You should use IoC/DI frameworks, and inject the Dao<T extends Entity> interface, typed to your entity, whenever possible.

When testing your code, the Dao<T extends Entity> interface can be effectively mocked to return expected values.

The Key<T extends Entity> interface can be mocked or constructed using the appropriate KeyBuilder, and used with mocked Dao instances.

All generated Entity models can be used directly from unit tests, but are left non-final to support mocking when desired. Generated models support hashCode(), equals(Object o), and toString(), which means they will work just fine with assertions and hash-based algorithms (such as HashMap).

Contributing

Contributions and feedback are welcome and encouraged!

For minor bug-fixes, simply submit a pull request with your changes and a short description of the problem being solved. For major/breaking changes, please open an issue for discussion prior to submitting code changes.

All changes are expected to be tested thoroughly prior to submission.
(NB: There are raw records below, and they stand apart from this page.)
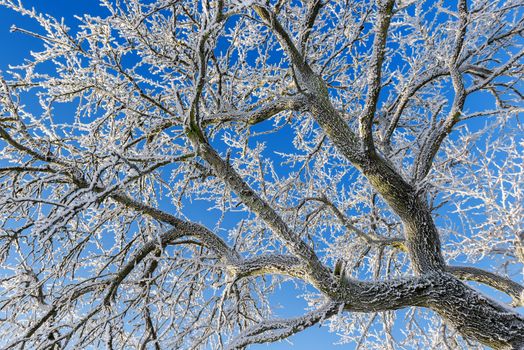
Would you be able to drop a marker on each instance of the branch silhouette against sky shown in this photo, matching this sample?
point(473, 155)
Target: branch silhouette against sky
point(169, 167)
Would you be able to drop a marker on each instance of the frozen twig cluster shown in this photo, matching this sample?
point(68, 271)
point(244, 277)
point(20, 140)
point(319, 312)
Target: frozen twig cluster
point(358, 148)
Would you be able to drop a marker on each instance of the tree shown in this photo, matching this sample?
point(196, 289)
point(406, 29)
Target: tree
point(368, 152)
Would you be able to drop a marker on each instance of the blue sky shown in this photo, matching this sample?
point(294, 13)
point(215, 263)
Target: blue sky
point(16, 46)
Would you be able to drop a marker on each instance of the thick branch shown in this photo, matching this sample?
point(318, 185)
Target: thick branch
point(374, 74)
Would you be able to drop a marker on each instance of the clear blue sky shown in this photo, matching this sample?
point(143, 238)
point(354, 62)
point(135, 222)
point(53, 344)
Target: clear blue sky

Any untested code will simply be rejected.

License

The MIT License (MIT)

Copyright (c) 2019 BetterCloud

Permission is hereby granted, free of charge, to any person obtaining a copy of this software and associated documentation files (the "Software"), to deal in the Software without restriction, including without limitation the rights to use, copy, modify, merge, publish, distribute, sublicense, and/or sell copies of the Software, and to permit persons to whom the Software is furnished to do so, subject to the following conditions:

The above copyright notice and this permission notice shall be included in all copies or substantial portions of the Software.

THE SOFTWARE IS PROVIDED "AS IS", WITHOUT WARRANTY OF ANY KIND, EXPRESS OR IMPLIED, INCLUDING BUT NOT LIMITED TO THE WARRANTIES OF MERCHANTABILITY, FITNESS FOR A PARTICULAR PURPOSE AND NONINFRINGEMENT. IN NO EVENT SHALL THE AUTHORS OR COPYRIGHT HOLDERS BE LIABLE FOR ANY CLAIM, DAMAGES OR OTHER LIABILITY, WHETHER IN AN ACTION OF CONTRACT, TORT OR OTHERWISE, ARISING FROM, OUT OF OR IN CONNECTION WITH THE SOFTWARE OR THE USE OR OTHER DEALINGS IN THE SOFTWARE.